Ahead of the Sep. 1 session, the union said they sent a poll in a mass email to administration and faculty. According to UNF’s FY23 data requested by Spinnaker, UNF employs approximately 640 faculty members, ranging from instructors to full-time professors.
In total, there were 117 responses to the union poll. An overwhelming 97.3% of respondents to the union poll said that faculty should be evaluated against guidelines rather than their peers, according to the presented results. Here’s a visualization:
The union also presented answers to other post-tenure review-related questions during the session, including a section for anonymous comments. View the full presentation and results here.
Mann said that approval of a peer-to-peer evaluation would be the “nail in the coffin” for many faculty.
A changing climate
It is impossible to differentiate which faculty are leaving UNF because of recent Florida laws and BOG policies, like post-tenure review, and which are leaving for other reasons.

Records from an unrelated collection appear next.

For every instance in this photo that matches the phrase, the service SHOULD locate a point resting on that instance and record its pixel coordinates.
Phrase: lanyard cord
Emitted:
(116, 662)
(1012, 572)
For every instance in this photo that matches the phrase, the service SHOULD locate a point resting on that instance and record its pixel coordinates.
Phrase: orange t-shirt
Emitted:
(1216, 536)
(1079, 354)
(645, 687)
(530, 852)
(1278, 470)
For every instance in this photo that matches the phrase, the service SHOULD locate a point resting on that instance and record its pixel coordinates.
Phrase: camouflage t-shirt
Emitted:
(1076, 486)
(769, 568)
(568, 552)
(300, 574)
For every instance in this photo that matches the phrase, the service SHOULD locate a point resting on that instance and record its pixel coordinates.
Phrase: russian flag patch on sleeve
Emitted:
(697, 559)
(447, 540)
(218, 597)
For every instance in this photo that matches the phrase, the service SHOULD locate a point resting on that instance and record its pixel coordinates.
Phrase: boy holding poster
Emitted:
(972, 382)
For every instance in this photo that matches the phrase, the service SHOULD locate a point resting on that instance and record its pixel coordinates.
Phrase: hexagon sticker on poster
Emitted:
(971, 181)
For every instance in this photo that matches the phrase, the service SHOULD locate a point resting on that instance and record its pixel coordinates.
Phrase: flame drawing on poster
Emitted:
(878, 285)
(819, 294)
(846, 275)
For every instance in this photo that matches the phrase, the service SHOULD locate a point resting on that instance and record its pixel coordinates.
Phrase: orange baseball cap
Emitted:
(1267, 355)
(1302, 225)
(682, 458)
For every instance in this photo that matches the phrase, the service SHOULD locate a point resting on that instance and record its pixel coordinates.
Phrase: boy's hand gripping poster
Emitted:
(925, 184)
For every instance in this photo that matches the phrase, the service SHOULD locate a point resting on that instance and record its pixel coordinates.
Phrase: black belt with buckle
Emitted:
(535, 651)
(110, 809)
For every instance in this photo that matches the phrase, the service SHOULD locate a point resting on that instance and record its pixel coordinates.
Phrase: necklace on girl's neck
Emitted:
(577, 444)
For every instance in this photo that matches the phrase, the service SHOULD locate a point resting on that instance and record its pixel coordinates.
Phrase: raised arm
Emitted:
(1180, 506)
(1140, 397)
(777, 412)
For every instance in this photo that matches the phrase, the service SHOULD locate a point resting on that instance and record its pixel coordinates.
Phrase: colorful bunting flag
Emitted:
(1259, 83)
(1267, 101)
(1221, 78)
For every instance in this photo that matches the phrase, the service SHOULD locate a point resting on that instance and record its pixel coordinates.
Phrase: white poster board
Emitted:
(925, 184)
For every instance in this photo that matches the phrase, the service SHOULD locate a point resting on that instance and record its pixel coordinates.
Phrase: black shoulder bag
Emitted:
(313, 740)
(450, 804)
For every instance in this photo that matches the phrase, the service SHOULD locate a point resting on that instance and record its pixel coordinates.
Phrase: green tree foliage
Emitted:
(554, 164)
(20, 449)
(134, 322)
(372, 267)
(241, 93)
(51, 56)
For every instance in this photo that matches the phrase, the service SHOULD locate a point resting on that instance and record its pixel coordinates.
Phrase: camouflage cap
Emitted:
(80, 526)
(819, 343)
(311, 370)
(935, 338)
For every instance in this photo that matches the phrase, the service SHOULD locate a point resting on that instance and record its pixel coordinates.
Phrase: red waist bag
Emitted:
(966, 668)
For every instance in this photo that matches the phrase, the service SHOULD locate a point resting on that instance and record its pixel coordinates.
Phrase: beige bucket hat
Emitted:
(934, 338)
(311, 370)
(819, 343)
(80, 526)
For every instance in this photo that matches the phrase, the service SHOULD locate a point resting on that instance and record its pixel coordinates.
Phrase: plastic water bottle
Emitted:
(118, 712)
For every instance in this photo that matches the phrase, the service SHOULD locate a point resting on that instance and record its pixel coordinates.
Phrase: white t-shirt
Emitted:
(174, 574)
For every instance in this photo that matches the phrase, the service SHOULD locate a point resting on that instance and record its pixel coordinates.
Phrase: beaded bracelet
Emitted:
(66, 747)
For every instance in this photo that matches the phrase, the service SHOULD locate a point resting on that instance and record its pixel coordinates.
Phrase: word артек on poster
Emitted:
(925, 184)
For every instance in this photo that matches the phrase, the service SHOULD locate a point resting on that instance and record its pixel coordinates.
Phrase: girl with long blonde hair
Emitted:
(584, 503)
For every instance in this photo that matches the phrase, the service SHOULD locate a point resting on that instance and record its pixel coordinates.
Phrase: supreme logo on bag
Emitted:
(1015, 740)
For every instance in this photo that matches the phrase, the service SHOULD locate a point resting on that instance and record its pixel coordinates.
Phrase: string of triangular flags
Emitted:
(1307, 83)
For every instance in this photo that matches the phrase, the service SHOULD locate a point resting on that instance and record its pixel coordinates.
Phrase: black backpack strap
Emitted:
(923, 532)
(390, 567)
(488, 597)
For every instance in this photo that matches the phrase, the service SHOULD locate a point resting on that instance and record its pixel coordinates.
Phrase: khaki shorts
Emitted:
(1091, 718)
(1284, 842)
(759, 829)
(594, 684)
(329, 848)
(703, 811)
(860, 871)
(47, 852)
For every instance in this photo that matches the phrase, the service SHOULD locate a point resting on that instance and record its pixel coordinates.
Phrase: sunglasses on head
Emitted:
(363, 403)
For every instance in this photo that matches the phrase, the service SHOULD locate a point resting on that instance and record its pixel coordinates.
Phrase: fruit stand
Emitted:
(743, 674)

Still, she said that the former has “definitely factored” into the decisions of faculty who have already decided to leave the state.
For instance, there may be cases where faculty leave the university because of planned retirement, or because there were more opportunities for advancement elsewhere than UNF or another reason. Still, some faculty specifically cited Florida policies as a primary driving force behind their decision.

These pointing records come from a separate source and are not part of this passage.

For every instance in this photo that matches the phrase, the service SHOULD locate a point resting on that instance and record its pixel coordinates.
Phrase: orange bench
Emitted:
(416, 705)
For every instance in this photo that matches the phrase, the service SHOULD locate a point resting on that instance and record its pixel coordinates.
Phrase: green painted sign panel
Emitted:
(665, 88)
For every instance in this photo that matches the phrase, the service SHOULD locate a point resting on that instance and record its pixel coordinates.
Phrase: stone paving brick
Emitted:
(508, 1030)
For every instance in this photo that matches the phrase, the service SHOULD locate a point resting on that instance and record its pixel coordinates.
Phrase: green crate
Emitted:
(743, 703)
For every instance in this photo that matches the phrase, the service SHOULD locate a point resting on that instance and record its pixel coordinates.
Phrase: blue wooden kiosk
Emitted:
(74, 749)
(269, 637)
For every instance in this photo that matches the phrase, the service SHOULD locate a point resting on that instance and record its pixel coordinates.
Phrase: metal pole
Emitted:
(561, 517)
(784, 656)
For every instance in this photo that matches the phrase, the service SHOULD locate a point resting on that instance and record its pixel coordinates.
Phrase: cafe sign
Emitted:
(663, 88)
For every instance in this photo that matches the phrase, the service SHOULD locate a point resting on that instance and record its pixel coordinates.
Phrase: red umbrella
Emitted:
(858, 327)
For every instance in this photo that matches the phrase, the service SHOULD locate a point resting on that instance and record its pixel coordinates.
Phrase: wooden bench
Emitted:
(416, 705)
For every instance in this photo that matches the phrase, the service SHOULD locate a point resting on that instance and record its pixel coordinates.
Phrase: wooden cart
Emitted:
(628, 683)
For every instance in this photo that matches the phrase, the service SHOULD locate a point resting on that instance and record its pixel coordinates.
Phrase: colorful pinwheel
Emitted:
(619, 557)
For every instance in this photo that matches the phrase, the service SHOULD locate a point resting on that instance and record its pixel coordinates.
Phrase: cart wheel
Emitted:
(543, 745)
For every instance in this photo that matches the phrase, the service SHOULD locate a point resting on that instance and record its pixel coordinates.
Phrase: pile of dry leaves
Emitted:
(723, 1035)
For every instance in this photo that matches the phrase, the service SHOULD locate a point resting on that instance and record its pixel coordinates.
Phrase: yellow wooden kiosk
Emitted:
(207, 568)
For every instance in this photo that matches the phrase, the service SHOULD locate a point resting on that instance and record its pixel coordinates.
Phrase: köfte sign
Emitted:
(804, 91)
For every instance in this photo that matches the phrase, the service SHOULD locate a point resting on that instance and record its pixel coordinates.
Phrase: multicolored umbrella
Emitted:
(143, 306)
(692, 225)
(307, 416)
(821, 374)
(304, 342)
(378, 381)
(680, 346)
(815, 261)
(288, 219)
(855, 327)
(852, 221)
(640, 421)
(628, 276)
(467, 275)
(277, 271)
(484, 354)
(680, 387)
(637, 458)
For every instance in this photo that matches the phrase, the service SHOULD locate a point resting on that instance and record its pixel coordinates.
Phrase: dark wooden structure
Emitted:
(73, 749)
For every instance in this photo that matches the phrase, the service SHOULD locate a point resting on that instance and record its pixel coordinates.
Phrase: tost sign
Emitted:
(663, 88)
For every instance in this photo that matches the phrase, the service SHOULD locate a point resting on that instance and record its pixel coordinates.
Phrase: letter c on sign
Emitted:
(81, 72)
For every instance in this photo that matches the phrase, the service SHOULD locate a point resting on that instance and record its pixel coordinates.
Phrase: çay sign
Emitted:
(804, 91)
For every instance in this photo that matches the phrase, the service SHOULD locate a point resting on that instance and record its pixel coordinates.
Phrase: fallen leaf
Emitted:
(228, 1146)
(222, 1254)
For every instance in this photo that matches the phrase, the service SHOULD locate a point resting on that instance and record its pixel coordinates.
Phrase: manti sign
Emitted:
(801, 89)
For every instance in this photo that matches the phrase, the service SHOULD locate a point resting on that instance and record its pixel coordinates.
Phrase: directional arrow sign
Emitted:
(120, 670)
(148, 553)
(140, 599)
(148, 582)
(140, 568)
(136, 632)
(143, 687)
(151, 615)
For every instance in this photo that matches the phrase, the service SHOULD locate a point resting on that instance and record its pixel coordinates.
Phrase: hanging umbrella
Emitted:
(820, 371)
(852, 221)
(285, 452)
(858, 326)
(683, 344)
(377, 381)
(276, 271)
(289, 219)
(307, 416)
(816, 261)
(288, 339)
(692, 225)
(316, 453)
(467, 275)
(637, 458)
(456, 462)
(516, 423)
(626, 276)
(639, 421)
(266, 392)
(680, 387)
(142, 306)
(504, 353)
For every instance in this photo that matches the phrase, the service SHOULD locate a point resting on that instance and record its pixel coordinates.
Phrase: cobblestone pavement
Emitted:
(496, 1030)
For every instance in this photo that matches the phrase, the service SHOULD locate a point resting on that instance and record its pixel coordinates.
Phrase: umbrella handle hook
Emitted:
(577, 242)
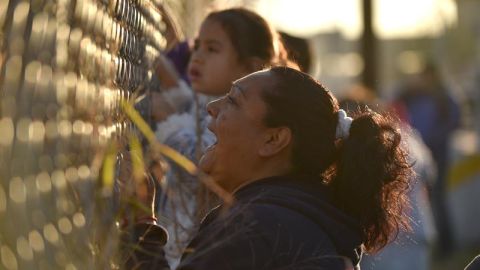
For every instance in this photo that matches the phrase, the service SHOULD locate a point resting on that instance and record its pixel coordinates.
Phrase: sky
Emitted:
(392, 18)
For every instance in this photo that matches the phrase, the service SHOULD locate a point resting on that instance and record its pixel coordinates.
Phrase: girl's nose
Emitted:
(212, 108)
(196, 56)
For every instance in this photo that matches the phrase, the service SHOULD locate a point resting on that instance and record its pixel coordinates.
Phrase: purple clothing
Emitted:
(180, 56)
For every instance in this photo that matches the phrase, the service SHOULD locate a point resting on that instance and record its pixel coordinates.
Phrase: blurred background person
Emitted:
(411, 250)
(428, 106)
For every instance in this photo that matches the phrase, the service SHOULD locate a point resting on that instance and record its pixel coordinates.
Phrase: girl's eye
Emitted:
(196, 45)
(231, 100)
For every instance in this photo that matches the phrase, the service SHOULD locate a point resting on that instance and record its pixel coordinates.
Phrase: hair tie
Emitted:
(343, 126)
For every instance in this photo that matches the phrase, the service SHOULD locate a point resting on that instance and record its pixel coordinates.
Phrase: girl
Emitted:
(313, 187)
(230, 44)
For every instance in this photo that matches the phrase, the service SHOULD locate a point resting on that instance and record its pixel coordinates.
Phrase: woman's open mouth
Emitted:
(194, 74)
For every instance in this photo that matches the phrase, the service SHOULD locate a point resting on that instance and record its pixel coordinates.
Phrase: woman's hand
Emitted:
(137, 194)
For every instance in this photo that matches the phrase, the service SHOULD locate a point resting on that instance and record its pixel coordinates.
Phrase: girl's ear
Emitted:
(255, 64)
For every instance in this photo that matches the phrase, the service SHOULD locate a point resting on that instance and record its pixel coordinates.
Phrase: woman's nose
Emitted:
(196, 56)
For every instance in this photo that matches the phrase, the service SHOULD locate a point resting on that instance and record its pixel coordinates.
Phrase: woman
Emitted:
(312, 186)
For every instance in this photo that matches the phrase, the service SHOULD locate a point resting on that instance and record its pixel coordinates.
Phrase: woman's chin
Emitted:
(206, 161)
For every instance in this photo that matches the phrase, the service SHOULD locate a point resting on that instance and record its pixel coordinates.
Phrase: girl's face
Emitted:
(214, 63)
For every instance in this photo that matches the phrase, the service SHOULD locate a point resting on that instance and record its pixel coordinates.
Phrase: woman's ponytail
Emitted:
(372, 177)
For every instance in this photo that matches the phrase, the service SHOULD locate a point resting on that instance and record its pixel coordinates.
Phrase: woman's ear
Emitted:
(276, 140)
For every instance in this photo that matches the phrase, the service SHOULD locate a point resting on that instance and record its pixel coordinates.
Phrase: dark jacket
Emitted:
(276, 223)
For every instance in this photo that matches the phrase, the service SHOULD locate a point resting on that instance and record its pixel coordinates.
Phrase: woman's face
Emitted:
(214, 62)
(237, 122)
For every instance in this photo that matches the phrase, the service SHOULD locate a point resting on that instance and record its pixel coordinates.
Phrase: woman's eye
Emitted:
(212, 49)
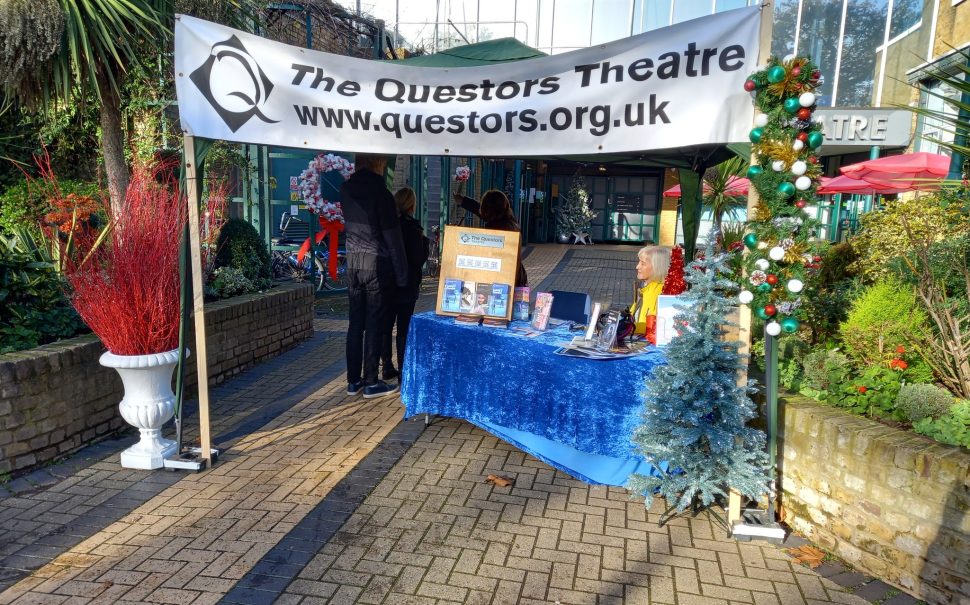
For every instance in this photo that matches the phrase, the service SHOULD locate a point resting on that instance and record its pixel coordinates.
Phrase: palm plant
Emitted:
(716, 186)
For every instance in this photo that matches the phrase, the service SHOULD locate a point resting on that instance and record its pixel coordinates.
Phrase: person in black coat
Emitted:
(416, 251)
(496, 211)
(376, 266)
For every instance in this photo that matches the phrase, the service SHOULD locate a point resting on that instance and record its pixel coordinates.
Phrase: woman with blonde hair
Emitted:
(653, 263)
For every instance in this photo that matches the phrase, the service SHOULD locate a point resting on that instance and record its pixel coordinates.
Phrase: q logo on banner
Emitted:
(233, 83)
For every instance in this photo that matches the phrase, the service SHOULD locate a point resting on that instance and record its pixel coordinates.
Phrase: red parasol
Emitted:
(844, 184)
(907, 172)
(736, 186)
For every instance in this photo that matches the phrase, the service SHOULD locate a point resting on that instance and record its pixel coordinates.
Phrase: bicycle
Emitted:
(296, 231)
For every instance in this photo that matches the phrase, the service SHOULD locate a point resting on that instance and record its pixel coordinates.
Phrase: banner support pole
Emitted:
(198, 306)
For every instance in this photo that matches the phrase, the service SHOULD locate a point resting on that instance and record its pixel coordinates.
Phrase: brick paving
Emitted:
(324, 498)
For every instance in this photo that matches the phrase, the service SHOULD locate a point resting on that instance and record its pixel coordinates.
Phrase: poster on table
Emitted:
(635, 94)
(478, 268)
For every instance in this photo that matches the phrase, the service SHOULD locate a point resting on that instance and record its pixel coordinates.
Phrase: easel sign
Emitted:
(478, 266)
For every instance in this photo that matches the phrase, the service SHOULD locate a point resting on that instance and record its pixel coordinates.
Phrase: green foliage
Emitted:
(872, 393)
(825, 370)
(240, 247)
(21, 206)
(952, 428)
(33, 309)
(883, 237)
(886, 315)
(228, 282)
(918, 401)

According to the union, 5% of UNF’s permanent faculty have left in the last year, which is how much the university lost in a five-year period before.
The troubling part in Mann’s eyes is that the climate of higher education—and within the community, she says—has shifted because of these state policies.
“If more faculty could move into the private sector or could find safe climates outside of Florida for their work, they probably would, based on what I’m hearing,” she said.
The next bargaining session to discuss post-tenure review will be on Wednesday, Sep. 6, at 9 a.m. over Zoom. Both teams are expected to agree on a policy after that meeting, but if they don’t, another session could still be scheduled before the BOT committee meeting on Monday, Sep. 11.
All impact bargaining sessions are recorded and accessible here.